Dopo la manifestazione -Sotto le stelle di Natale- e quella dedicata alla luna nell’ambito della -Prima Giornata Mondiale della Luna- indetta dalla Nasa per rilanciare l’interesse internazionale su questo astro -La notte della luna: dall’incanto al disincanto-, adesso ci si prepara a vivere tutti i grandi eventi astronomici di quest’inizio 2011, a partire dall’eclissi di sole di domani, martedì 4 gennaio.
Intanto oggi, lunedì 3, alle ore 21.00 il dottor Carmelo Evoli terrà una relazione sulle galassie e sulla loro storia: dopo la conferenza, se le condizioni meteorologiche lo consentiranno, ci sarà l’osservazione guidata del cielo.
Sappiamo bene che non possiamo vedere nulla di quanto è accaduto nei primi 300.000 anni dell’universo. Gli scienziati tentano di immaginarlo basandosi sulla loro conoscenza delle particelle atomiche e mediante modelli realizzati al computer. La sola prova diretta del Big Bang è una debole luminosità nello spazio. Veicoli spaziali e telescopi montati su palloni aerostatici vedono questo fenomeno come una debole trama di gas più caldi e più freddi, che si trova tutto intorno a noi. Queste increspature mostrano anche dove le nubi di idrogeno erano leggermente più dense. Con il passare di milioni di anni, le aree dense attirarono materia, perché avevano una maggiore forza di gravità e, quasi 100 milioni di anni dopo il Big Bang, il gas divenne caldo e denso a sufficienza perché si formassero le prime stelle. Le nuove stelle si formavano ad un ritmo 10 volte superiore a quello attuale e i grandi ammassi stellari divennero ben presto le prime galassie.
Guardando oltre i confini della Via Lattea si scopre che l’universo è popolato da centinaia di miliardi di altre galassie. Proprio come la galassia in cui si trova il Sistema Solare, sono anch’esse dei sistemi di miliardi di stelle, nubi di gas e polvere, tenuti insieme dalla reciproca attrazione gravitazionale. Nonostante ciò, le galassie si presentano diversissime tra loro, per forma e dimensione. A loro volta, una grossa frazione del numero totale di galassie è raggruppata in strutture gravitanti ancora più grandi, composte anche da migliaia di galassie, noti come -ammassi di galassie-. Questi ammassi contribuiscono a formare le più grandi strutture che si osservano nell’universo. E talvolta le galassie si scontrano, in gigantesche collisioni che possono completamente modificare la loro forma. Con l’aiuto dei moderni telescopi è possibile osservare con incredibile dettaglio questa gigantesca -danza cosmica-, in cui la forza di gravità è il solo direttore d’orchestra.

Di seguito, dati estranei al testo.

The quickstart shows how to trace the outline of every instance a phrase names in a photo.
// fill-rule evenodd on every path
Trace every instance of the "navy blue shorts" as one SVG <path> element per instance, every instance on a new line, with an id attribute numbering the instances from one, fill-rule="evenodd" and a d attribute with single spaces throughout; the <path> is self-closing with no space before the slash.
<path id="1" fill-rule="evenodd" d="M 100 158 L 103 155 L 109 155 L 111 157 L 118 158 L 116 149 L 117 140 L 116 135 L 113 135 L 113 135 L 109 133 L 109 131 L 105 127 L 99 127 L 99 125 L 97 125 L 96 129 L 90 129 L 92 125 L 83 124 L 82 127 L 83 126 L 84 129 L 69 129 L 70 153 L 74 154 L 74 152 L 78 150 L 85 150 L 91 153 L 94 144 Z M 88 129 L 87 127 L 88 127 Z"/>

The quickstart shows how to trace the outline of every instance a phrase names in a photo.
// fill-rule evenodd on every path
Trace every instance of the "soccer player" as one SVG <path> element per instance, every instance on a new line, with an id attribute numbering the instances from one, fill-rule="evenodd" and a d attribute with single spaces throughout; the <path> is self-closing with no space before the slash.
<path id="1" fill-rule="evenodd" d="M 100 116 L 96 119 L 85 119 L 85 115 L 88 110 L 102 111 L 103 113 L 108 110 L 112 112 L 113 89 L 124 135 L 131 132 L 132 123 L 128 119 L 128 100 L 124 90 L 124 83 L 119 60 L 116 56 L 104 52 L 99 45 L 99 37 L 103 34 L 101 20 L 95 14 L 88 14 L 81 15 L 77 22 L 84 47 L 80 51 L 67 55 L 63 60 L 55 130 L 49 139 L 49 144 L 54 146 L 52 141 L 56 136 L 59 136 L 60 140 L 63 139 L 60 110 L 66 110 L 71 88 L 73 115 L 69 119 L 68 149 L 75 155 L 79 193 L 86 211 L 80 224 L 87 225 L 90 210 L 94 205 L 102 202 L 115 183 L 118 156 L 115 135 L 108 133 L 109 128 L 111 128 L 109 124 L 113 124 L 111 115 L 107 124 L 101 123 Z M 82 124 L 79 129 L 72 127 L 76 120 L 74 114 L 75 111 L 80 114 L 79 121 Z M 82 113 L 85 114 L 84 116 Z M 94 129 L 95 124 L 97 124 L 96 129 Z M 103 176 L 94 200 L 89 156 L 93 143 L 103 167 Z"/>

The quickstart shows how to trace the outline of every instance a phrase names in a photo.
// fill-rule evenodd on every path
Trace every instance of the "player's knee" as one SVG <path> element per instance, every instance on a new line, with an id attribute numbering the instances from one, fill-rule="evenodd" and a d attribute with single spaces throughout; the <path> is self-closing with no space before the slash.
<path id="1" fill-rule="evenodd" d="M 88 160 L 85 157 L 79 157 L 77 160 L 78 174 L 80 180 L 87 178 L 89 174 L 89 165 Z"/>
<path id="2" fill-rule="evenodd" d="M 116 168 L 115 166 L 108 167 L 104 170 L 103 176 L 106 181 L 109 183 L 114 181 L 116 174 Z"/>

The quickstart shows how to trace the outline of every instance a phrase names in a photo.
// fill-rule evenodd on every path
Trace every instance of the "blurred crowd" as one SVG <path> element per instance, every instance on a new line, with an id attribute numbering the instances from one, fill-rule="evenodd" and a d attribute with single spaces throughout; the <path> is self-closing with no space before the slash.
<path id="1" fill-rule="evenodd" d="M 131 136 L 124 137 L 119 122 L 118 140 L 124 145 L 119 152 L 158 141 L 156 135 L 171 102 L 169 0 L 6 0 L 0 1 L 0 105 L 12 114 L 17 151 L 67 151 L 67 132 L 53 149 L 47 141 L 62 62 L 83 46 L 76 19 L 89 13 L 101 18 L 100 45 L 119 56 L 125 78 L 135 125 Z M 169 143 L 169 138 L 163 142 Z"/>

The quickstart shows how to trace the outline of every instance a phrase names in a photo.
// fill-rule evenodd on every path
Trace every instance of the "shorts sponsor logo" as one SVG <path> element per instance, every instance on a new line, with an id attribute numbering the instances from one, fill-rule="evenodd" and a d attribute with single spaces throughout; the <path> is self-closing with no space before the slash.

E’ oggi infatti possibile osservare le galassie più vicine alla nostra con altissima risoluzione, ma anche sbirciare i dettagli più importanti di quelle più distanti fino ad avere una debole immagine delle prime galassie che si sono formate quando l’universo era molto più giovane di adesso. Ed è grazie a questa mole di osservazioni che oggi, per la prima volta, gli astrofisici sono in grado di spiegarci come si formano le galassie a partire dal gas primordiale freddo, come si accendono al loro interno le prime stelle e dunque come l’universo sia diventato così come lo osserviamo oggi dopo una evoluzione durata circa 15 miliardi di anni.
Per tutto questo e molto altro ancora, l’appuntamento è al Planetario -Pythagoras- di Reggio Calabria (www.planetariumpythagoras.com).